- Born: 1921 Remedios, Cuba
- Died: 1999 (aged 77–78)
- Education: University of Havana
- Occupations: Librarian, activist, professor

= Olinta Ariosa Morales =

Cuban librarian

Olinta Ariosa Morales (1921 – 1999) was a librarian from Cuba. She played an important role in the development of the public library and school library systems in her country after the Cuban revolution, in which she was jailed for her participation. Throughout her career she was an activist and advocate for multiple causes. She played a key role in the formation of the Cuban Association of Librarians.

==Early life==
Olinta Ariosa Morales was born in 1921 in Zulueta, Remedios (now Villa Clara Province), Cuba to a family of sugar-workers. Her father was an administrator at the old San Agustín sugar mill. Olinta attended grammar school in her home town but finished her grammar education in Remedios.

In the 1940s, Olinta decided to study language and literary studies at the University of Havana School of Philosophy and Letters. Olinta went on to study Librarianship in Havana and graduated in 1953.

==Career beginnings==
Olinta completed her degree but was not able to find paid work as a librarian so she decided to volunteer under the tutelage of renowned Argentinian librarian Carlos Victor Penna who was living in Havana at this time.

Penna was a specialist librarian at the UNESCO Regional Office for the Western Hemisphere. With the help of her colleagues Olinta established one of Cuba's first libraries that provided services to school children at Elementary School #2 in the Marianao district.

Olinta participated in revolutionary activities against the regime of then dictator Fulgencio Batista.

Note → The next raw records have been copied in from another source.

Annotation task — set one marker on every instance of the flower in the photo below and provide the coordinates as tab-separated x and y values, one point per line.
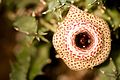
82	40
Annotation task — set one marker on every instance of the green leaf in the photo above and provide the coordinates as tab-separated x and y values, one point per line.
26	24
21	65
108	71
40	60
52	5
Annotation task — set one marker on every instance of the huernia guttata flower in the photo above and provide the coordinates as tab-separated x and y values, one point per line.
82	40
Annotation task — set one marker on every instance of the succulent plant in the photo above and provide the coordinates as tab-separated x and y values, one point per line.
82	40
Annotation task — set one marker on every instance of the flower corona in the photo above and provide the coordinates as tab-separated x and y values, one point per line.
82	40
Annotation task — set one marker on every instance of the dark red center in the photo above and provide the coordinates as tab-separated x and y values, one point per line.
82	40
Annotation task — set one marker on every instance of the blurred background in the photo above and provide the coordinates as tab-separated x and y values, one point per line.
26	30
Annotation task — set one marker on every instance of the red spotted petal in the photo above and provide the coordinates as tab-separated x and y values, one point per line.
82	40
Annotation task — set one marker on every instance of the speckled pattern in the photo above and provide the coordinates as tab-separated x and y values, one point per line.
75	22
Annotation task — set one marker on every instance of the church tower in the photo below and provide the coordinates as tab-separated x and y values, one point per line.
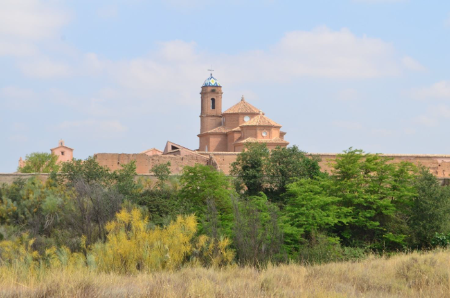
211	105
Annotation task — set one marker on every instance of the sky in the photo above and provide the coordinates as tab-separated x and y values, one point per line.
122	76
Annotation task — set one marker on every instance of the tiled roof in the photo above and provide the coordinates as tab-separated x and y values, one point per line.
253	140
261	120
242	107
211	82
220	129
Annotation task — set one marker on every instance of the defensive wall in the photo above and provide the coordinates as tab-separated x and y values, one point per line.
438	164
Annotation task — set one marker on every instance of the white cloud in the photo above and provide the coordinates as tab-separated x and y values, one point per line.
44	68
380	1
439	90
434	115
30	19
348	94
13	97
447	21
108	12
97	128
18	138
349	125
25	22
172	71
412	64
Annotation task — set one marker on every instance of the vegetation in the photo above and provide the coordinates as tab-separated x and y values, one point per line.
277	209
405	276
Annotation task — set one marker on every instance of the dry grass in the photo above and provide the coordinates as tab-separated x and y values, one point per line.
412	275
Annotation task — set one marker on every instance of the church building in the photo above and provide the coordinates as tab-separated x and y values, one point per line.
229	131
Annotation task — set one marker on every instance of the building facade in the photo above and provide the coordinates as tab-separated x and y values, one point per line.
229	131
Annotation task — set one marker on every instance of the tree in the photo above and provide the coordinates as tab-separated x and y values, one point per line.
40	162
88	170
250	167
311	209
287	164
204	188
257	233
162	173
378	193
429	210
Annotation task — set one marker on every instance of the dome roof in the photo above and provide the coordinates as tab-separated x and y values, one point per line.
211	82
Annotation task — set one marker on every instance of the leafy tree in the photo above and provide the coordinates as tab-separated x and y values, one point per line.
287	164
202	186
162	173
250	167
430	209
258	235
88	170
125	181
378	193
40	162
311	209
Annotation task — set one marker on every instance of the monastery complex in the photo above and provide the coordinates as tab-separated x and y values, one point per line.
224	134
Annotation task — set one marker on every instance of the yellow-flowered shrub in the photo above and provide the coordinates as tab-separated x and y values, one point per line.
131	246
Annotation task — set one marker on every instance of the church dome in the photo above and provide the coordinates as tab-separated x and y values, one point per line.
211	82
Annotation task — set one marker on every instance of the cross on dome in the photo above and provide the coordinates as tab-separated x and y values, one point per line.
211	82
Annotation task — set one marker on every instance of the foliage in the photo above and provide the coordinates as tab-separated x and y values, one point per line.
250	167
40	162
429	211
162	173
201	184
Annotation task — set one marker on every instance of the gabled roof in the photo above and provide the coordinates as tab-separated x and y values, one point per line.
211	82
61	147
151	149
242	107
253	140
261	120
220	130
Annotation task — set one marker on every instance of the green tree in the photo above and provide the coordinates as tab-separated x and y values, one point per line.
430	209
88	170
287	164
250	167
38	162
379	194
207	191
162	173
311	209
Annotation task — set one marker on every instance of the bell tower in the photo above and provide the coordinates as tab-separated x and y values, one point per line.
211	105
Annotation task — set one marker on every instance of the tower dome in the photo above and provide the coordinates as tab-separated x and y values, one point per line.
211	82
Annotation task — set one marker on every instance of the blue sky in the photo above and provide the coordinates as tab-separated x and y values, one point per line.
125	76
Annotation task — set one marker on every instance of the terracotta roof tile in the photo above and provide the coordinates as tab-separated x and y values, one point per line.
253	140
261	120
220	129
242	107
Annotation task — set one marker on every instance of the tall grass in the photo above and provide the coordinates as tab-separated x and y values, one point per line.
408	275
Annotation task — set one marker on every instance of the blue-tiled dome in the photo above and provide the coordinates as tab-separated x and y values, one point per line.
211	82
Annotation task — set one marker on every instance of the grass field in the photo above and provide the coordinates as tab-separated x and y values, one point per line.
410	275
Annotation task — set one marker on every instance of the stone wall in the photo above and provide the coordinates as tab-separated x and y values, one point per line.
144	162
439	165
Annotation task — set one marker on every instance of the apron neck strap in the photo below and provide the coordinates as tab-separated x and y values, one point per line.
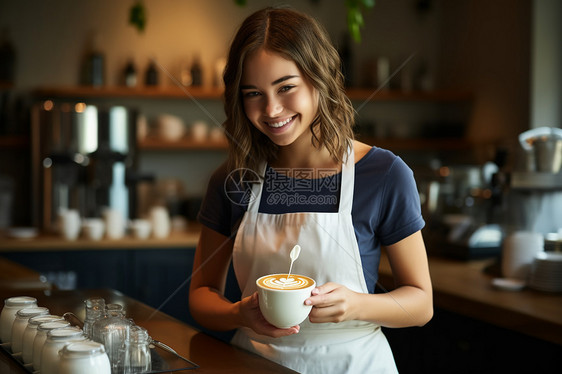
346	190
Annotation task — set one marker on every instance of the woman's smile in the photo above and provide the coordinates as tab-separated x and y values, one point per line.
278	101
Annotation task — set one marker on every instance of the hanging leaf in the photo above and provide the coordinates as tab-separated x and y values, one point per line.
355	20
137	16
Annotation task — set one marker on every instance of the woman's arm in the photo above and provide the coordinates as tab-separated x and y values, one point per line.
207	303
410	304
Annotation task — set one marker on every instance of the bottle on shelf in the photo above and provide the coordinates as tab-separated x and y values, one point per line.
94	67
130	74
7	58
151	76
196	73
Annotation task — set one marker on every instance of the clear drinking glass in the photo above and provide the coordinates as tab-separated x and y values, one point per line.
113	331
137	351
95	310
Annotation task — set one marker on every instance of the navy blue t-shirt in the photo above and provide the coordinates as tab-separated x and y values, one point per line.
386	206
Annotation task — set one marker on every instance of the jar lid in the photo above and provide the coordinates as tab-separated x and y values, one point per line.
39	319
64	333
20	301
82	349
46	326
30	312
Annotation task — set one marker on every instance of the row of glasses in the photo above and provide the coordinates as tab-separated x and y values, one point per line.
108	343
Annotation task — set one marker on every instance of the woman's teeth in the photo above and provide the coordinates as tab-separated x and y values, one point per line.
279	124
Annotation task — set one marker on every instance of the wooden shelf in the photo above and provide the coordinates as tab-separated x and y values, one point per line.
214	93
14	141
182	144
87	92
371	94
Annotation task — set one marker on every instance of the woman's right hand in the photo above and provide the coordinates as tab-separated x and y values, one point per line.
252	317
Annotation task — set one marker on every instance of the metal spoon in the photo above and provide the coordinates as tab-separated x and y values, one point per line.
295	252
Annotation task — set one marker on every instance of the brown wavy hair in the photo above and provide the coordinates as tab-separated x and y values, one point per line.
301	39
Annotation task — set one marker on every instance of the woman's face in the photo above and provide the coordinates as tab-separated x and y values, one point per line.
278	100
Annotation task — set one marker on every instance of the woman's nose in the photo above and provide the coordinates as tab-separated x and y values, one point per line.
273	107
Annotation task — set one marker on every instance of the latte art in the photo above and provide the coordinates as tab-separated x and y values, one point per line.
280	282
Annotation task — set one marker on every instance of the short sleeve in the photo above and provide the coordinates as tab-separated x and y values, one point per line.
400	213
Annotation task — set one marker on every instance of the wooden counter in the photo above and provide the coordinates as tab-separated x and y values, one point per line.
464	288
212	355
461	287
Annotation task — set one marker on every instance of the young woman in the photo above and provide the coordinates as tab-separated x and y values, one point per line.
295	175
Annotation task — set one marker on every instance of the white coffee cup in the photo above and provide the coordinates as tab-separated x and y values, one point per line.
114	223
93	228
283	305
70	225
141	228
518	252
160	220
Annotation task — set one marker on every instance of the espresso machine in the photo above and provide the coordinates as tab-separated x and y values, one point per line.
83	157
533	189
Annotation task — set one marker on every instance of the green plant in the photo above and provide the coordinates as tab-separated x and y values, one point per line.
355	19
137	16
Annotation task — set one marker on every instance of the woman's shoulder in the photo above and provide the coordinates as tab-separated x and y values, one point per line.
368	155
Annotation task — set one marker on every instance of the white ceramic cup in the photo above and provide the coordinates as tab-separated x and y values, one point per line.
283	306
93	228
160	220
70	224
518	252
141	228
114	223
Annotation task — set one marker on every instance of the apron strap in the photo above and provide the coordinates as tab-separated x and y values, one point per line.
347	183
346	189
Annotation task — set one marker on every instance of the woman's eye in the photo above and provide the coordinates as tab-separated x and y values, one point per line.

Her participation in the revolution lead to her arrest and imprisonment in 1955.

==Librarianship in revolutionary Cuba==
In 1959, Ariosa Morales began working to develop the Marianao Municipal Library. By 1962 she had been appointed to the directorship of the Department of School Libraries at the Ministry of Education which allowed her to expand many services to the newly developed school library in Cuba.

She created new administrative, scientific, and technological policies that had a lasting impact on students in the professional field of Library Science. Olinta went on to teach classes in librarianship at her alma mater, the University of Havana, until 1965.

In 1972, Olinta was selected to the executive board of the Institute for the Documentation of Scientific and Technical Information at the Cuban Academy of Sciences. While there her work helped to establish modern information services in Cuba with the introduction of techniques like data processing, programming languages, text publication, and international exchange between libraries.

In 1976, Olinta became the head of the Librarian Division of the Ministry of Culture, she decided to implement a system-wide approach to help improve Cuba's libraries through scientific methodology, reforming administrative structures, processing efforts, and library services. The emphasis on the use of "mini-libraries" helped to create greater access for the people.

She encouraged professional participation through sponsorship of meetings, conferences, and workshops. She also introduced and initiated a braille literacy campaign through the development of specialized services and facilities for the blind and visually impaired in public libraries throughout the country.

Her concept of ten cultural institutions in every municipality helped to place libraries as the most important and basic core of these institutions. She also served as the director of the José Martí National Library from 1976 to 1977. During this time she established a strong international professional network to exchange ideas and personnel with other libraries.

==Later life==
In the 1980s Olinta devoted herself to establishing and promoting the Cuban Association of Librarians to which she became the first president. She organized and oversaw the first delegation of Cuban librarians to an IFLA conference in 1980, hosted by the Philippines in Manila. She died in 1999.

==Awards==
In her life she was awarded the Bachiller & Morales Medal by the Cuban Association of Librarians, the Cuban Culture Award by the Ministry of Culture, and the Order of Alejo Carpentier in 1983.

Since 2005, the Cuban Association of Librarians has given a national award named in her honor recognizing librarians with an outstanding contribution to school libraries.